Tuesday 18 July 2017

Let Obamacare fail - Trump's new plan

President Donald Trump appears at a Made in America event with companies from 50 states at the White House.
President Donald Trump has said the new Republican healthcare policy should be to allow the current law to collapse.
"I'm not going to own it," Mr Trump told reporters of Obamacare, "I can tell you the Republicans are not going to own it."

Support for the Republican Senate bill fell apart on Monday when two more senators said they could not back it.
The party's Senate leader, Mitch McConnell, immediately vowed to hold a vote to repeal Obamacare only.
During a speech from the Senate floor, Mr McConnell said Republicans would "push forward" with a plan to repeal Obamacare and replace it with a "two-year, stable transition" period to give Congress time to come up with a replacement plan.
"We should not give up," Mr McConnell said. "Passing this legislation will provide an opportunity for senators of all parties to engage with a fresh start and a new beginning for the American people."
President Trump backed that plan on Monday night but changed his tune on Tuesday morning by proposing to simply let Obamacare - which has been marred by rising premiums and dwindling insurance provision - die on its own.
"As I have always said, let ObamaCare fail and then come together and do a great healthcare plan. Stay tuned!" he tweeted.
Without a replacement bill, analysts have estimated that millions of people would lose health insurance.
Three Republican senators, Susan Collins, Shelley Moore Capito and Lisa Murkowski, have said they will not support their party's plan to repeal Obamacare without a replacement plan.
That meant the repeal-only plan effectively withered within hours.

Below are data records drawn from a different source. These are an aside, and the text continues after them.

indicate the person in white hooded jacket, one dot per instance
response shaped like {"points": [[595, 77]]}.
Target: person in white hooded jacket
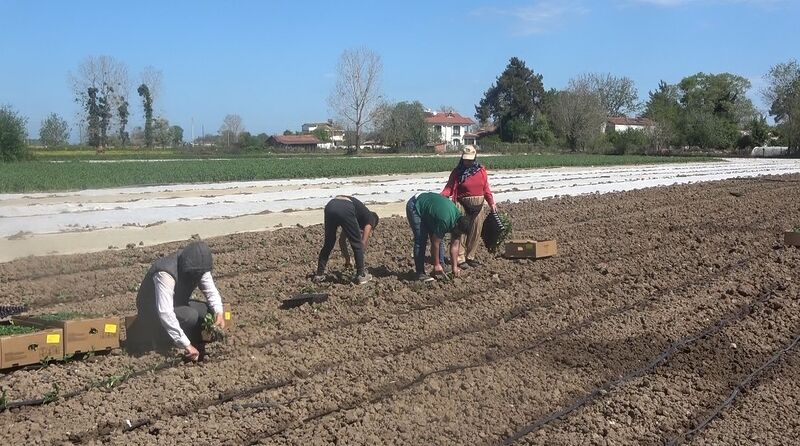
{"points": [[166, 313]]}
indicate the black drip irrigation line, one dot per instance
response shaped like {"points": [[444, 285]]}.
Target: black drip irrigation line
{"points": [[47, 400], [749, 381], [653, 364], [204, 404], [541, 340]]}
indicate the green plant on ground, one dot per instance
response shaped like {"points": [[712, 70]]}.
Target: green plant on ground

Republicans believe that Obamacare, which extended insurance to 20 million more Americans, will collapse on its own.
They viewed it as an overreach of the federal government and argue patients have less choice and higher premiums.

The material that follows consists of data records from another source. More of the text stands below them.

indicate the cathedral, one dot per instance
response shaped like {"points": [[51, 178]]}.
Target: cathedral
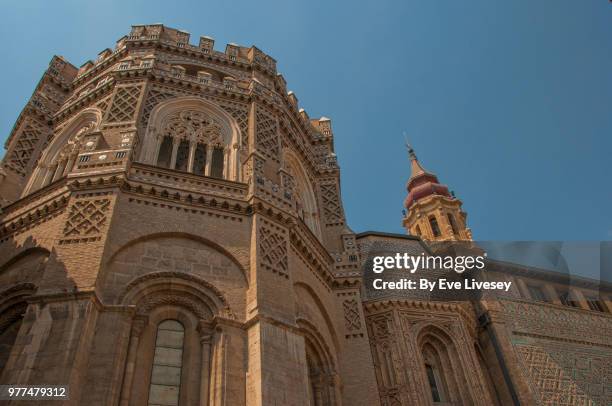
{"points": [[172, 233]]}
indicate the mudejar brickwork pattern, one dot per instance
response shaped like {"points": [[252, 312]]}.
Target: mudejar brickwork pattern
{"points": [[172, 233]]}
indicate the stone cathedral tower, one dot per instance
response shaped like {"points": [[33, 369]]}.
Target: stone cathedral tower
{"points": [[172, 231], [433, 212]]}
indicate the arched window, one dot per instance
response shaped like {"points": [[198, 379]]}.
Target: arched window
{"points": [[434, 378], [59, 158], [319, 379], [167, 364], [193, 141], [182, 156], [216, 166], [435, 228], [453, 223]]}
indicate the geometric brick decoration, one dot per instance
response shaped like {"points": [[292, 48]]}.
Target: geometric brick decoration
{"points": [[124, 104], [86, 218], [155, 97], [331, 204], [24, 147], [562, 377], [273, 249]]}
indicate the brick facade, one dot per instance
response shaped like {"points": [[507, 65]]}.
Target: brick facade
{"points": [[170, 181]]}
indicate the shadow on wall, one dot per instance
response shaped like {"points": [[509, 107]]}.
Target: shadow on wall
{"points": [[31, 326]]}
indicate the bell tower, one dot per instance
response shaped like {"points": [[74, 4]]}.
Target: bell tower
{"points": [[432, 212]]}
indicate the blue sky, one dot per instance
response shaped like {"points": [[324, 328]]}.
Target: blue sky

The party's proposed alternative had kept key Obamacare taxes on the wealthy, while imposing sharp cuts to healthcare for the poor and allowing insurers to offer less coverage.
But two Republican senators, Mike Lee and Jerry Moran, said the new legislation did not go far enough in repealing Obamacare.

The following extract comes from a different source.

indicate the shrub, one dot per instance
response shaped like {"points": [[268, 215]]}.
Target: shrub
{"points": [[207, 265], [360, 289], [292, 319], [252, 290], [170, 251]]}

They joined Senators Rand Paul and Susan Collins, who had already opposed the bill.
Republicans, who hold 52 seats, no longer have enough votes to approve the measure in the 100-member Senate.
Moderate Republicans had also said the bill would have harmed some of their vulnerable constituents.
The non-partisan Congressional Budgetary Office (CBO) found the bill would have stripped 22 million Americans of health insurance over the next decade.
On top of that, polls had shown Obamacare remained popular among Americans - a survey by the Washington Post and ABC News on Monday found more than twice as many people preferred Mr Obama's programme to the proposed alternative.